The Amarillo Ice Ranch is another downtown project presently underway, per Freeman.

“That’s going in at 301 S. Grant - the old auction house that’s owned by the city,” he said. “It was leased to become a new ice rink. It received a permit on Nov. 5 and I believe they’re moving pretty quickly. They’re supposed to open this winter, so we’ll have a full time ice rink in downtown Amarillo, which will be pretty neat to have.”

The venue would be used for recreational and competitive youth and adult sports purposes, per the 10-year agreement in which the Amarillo Hockey Association lnc., through Amarillo lce Ranch, lnc., requested the lease.

Freeman also shared particulars regarding the Happy State Bank streetscape project, which he said is now completed and involved remodeling each of the downtown location’s three entrances, adding new lights and trees - as well as a standalone parking lot adjacent to the city’s fleet parking lot; and Sharpened Iron Studios, which recently had an agreement approved with the city, and is currently in the process of finalizing a design and making preparations to have its project permitted.

In October 2020 the Amarillo City Council approved a Center City Tax Increment Reinvestment Zone #1 developer agreement with Sharpened Iron Studios for a commercial project to be located at 1314 S. Polk St.

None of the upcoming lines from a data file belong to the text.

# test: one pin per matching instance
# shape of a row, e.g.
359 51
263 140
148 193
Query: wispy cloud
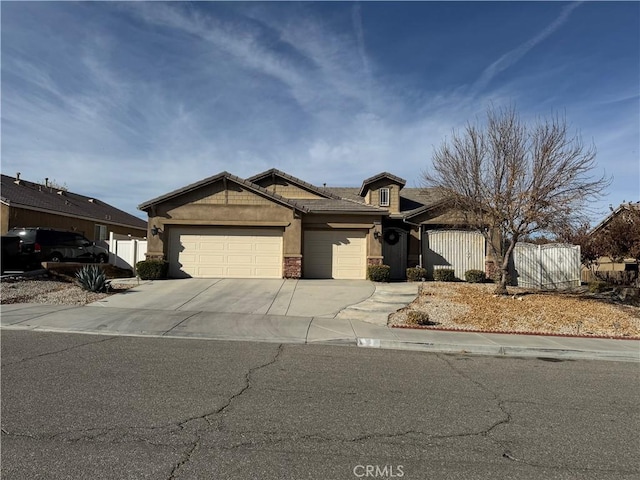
513 56
153 96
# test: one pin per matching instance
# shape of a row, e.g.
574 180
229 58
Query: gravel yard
458 306
466 306
50 291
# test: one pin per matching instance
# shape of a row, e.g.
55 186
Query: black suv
48 245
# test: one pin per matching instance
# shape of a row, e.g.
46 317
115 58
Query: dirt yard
51 291
463 306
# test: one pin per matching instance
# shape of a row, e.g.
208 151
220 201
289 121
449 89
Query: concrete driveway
307 298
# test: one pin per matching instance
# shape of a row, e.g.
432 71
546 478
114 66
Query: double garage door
217 252
225 252
335 254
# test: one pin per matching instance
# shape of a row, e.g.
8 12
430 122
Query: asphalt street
85 406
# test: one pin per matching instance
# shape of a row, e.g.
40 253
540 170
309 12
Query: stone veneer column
374 261
293 267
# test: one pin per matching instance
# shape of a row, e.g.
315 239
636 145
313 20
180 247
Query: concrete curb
500 350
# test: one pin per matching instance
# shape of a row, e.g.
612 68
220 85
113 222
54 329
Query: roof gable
21 193
401 182
225 177
268 178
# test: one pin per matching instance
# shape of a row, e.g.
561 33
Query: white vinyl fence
550 267
125 251
460 250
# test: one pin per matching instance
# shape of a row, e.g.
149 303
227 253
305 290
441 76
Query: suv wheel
55 257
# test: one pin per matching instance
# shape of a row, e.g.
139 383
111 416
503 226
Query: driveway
295 298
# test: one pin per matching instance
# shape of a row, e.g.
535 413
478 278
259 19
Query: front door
394 251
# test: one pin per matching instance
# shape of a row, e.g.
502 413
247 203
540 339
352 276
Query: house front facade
274 225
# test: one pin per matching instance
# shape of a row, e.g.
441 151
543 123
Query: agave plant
93 279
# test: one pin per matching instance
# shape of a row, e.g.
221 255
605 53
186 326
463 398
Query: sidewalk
344 329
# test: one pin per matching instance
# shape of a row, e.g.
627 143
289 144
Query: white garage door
225 253
335 254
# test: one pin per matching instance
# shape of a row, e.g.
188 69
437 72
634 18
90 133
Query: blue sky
127 101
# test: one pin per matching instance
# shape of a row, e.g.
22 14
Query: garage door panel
225 253
335 254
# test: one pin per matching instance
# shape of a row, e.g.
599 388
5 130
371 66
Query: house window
384 197
99 233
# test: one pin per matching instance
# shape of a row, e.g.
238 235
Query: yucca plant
93 279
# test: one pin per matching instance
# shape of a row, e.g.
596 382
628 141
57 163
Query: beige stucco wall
4 218
214 206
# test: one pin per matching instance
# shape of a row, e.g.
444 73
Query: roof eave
207 181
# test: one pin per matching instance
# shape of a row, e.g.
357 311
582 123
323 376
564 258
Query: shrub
152 269
474 276
379 273
415 317
598 286
93 279
444 275
416 273
497 275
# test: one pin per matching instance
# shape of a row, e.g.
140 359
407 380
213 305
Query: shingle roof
274 171
411 199
209 180
322 205
33 195
366 182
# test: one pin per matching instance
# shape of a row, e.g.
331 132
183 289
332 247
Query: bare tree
511 179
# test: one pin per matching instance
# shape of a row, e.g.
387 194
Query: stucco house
274 225
30 204
606 266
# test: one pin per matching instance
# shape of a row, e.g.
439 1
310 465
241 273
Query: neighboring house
606 264
274 225
29 204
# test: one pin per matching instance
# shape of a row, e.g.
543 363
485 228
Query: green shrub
93 279
379 273
474 276
598 286
152 269
444 275
415 317
416 273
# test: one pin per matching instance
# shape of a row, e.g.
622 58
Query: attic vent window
384 197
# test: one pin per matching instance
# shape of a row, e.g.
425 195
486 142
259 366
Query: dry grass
474 307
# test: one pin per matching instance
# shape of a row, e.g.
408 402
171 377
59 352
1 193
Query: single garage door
335 254
225 253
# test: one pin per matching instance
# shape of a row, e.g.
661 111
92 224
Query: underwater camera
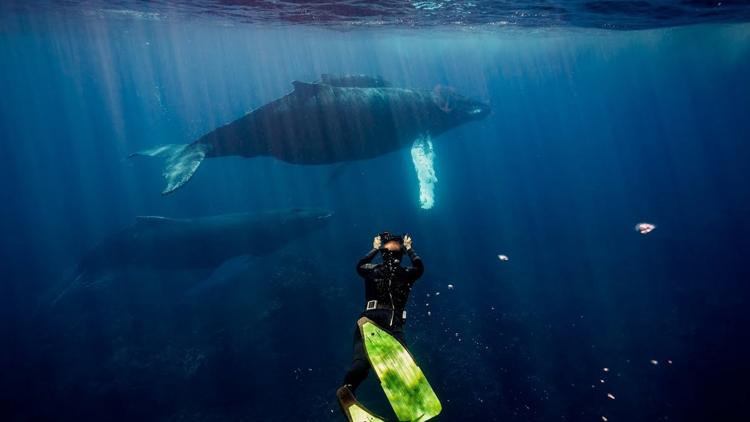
386 237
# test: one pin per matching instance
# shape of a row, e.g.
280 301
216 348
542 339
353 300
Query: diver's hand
376 242
407 242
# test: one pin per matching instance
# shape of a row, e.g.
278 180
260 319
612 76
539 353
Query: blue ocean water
592 131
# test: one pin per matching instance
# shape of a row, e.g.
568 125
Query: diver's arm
417 267
363 267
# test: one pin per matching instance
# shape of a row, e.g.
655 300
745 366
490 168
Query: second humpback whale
337 119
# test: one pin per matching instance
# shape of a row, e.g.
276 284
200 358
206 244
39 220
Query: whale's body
331 121
199 243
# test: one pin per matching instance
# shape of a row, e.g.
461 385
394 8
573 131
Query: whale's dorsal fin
354 81
305 89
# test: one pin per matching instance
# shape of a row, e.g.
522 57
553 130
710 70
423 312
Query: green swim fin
403 382
353 410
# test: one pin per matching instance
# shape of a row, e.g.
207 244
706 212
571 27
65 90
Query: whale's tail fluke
182 160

Per the agreement, which features a $50,000 reimbursable grant at completion and a 90 percent tax rebate through 2036, the project consists of rehabilitating an existing 43,000-plus-square-foot site located on the south side of the Amarillo College Downtown Campus, in addition to construction of a new 30,000-plus-squarefoot building on the south parking lot.

The planned television, video and movie production studio is slated to coordinate with Amarillo College to launch a film and productions art school, per the agreement, which also indicated the redevelopment project meets the goals of the Downtown Strategic Action Plan and TIRZ #1 Project and Financing Plan by developing commercial square footage within the zone and attracting new commercial uses.

Freeman previously noted TIRZ #1 goals are hotel development, urban-residential development, ballpark-family entertainment venues and the office-commercial-retail category.

Center City of Amarillo, Inc. Executive Director Beth Duke has offered the following regarding the Barfield Hotel project:

“We heard from the developers that they have two model rooms ready for showing,” she said in addressing the panel. “Even though with the pandemic we can’t take large groups, if anyone is interested in touring those model rooms, I think it would be very interesting, and maybe we could work together to schedule socially distanced tours of those. And that would be fun.”